I think I dreamed that night. Something involving an in-flight emergency....having to punch out....the seat smashing through the canopy, which had jammed....hitting the 600 knot air stream....and feeling pain in my lower spine as the roman candle I was riding speared upwards in a rush that knocked the wind from me. Fragments of the dream are all that remained the next morning, as the mental cockpit recorder automatically rewound and played through in fast forward, spilling the guts of the dream out beyond my more pedestrian ability to capture it. The only distinct part I can seize upon in any detail was me, separating from the seat with a kick in the pants and coming down under the chute to land in a huge, stinking hole in the floor of the desert that stretched a good fifty metres across.

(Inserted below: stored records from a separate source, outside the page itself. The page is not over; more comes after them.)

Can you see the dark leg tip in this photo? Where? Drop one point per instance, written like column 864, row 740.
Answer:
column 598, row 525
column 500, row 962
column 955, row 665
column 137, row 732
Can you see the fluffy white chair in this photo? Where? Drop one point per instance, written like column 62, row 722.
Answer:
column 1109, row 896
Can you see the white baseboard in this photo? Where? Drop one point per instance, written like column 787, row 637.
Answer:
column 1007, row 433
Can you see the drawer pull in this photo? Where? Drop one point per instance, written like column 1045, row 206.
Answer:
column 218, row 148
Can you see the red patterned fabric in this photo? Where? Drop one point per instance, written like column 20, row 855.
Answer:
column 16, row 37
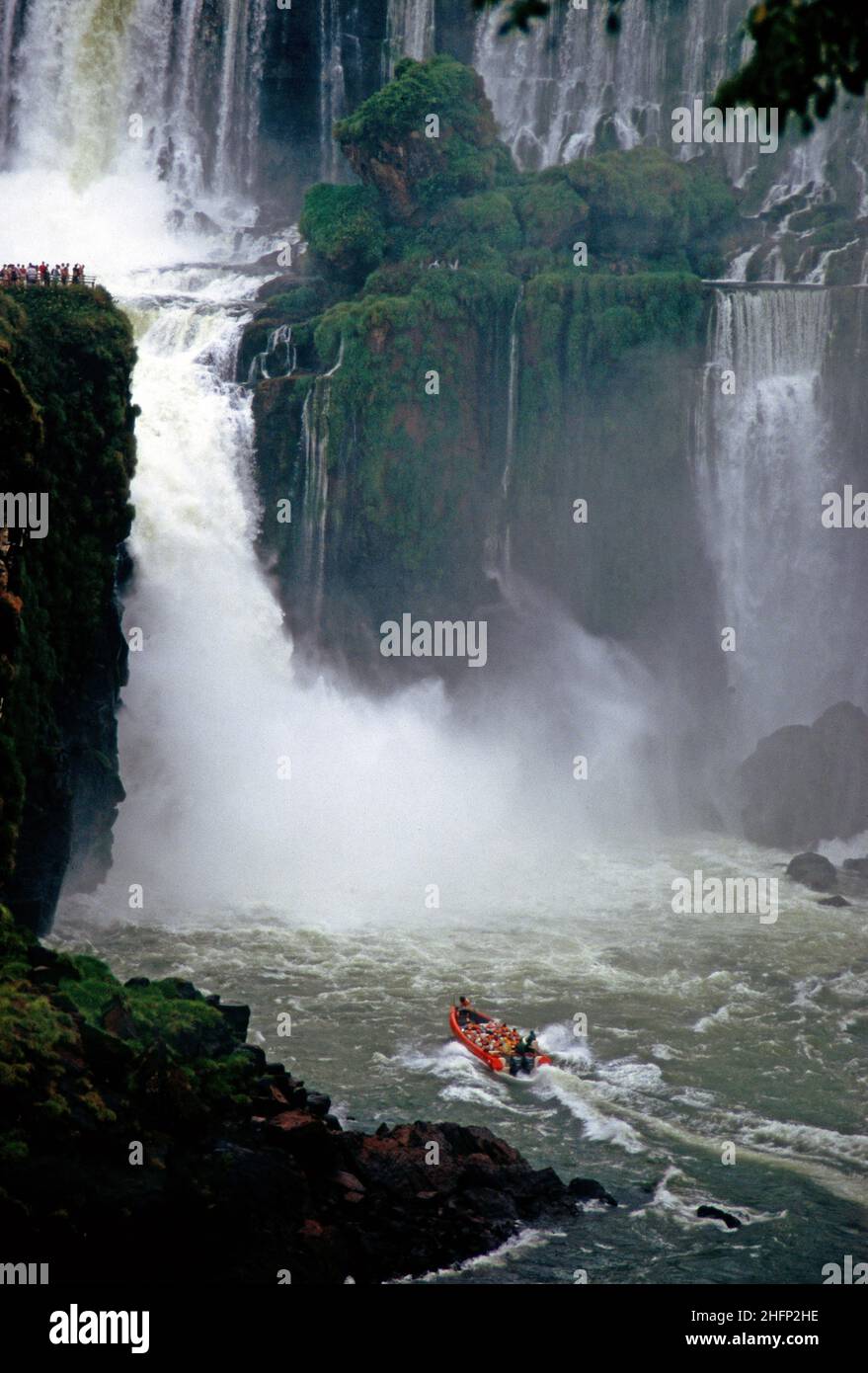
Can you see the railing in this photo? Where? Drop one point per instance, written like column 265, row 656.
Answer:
column 48, row 283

As the murky brown, turgid waters closed over me, the nylon folds of the chute collapsed on the surface of the abyss like a surreal, white sheet of toilet paper...
I must have cried out, or flung out my arms to get out of the imprisoning parachute harness in my sleep, for the next thing I recall, Suki was gazing at me from her side of the bed, propped up on one elbow and regarding me with an unreadable look that could have been expressive of anything from curiousity to concern. "Hey Tiger, bad dream?" The gaze turned into one of faintly disguised humor, as I swam up to full consciousness.
Remembering the foul, brown texture of the sinkhole, and recalling the stink of the greasy green waters that had threatened to choke me, my still sleepy mind groped for an explanation: "I think I just bailed out into the asshole of the Universe", was all I could manage to croak.
Suki simply smiled at my rudeness and rolled off the bed, slipping a T-shirt on that left her backside bare, before padding off in those horrible bunny-slippers I hate to get the water started in the kitchen.
I regarded her beautiful, heart-shaped ass fondly as it wiggled deliciously off and out of sight, my regard for her attributes undimmed by the rapidly fading detritus of sleep. After a bit, I finally got up.
"Coffee," came the melodious voice which was attached, although most circumspectly, to that delightful part of her anatomy which I had admired. The luxurious aroma of real coffee, French-pressed, vectored in to my nose and a new day began.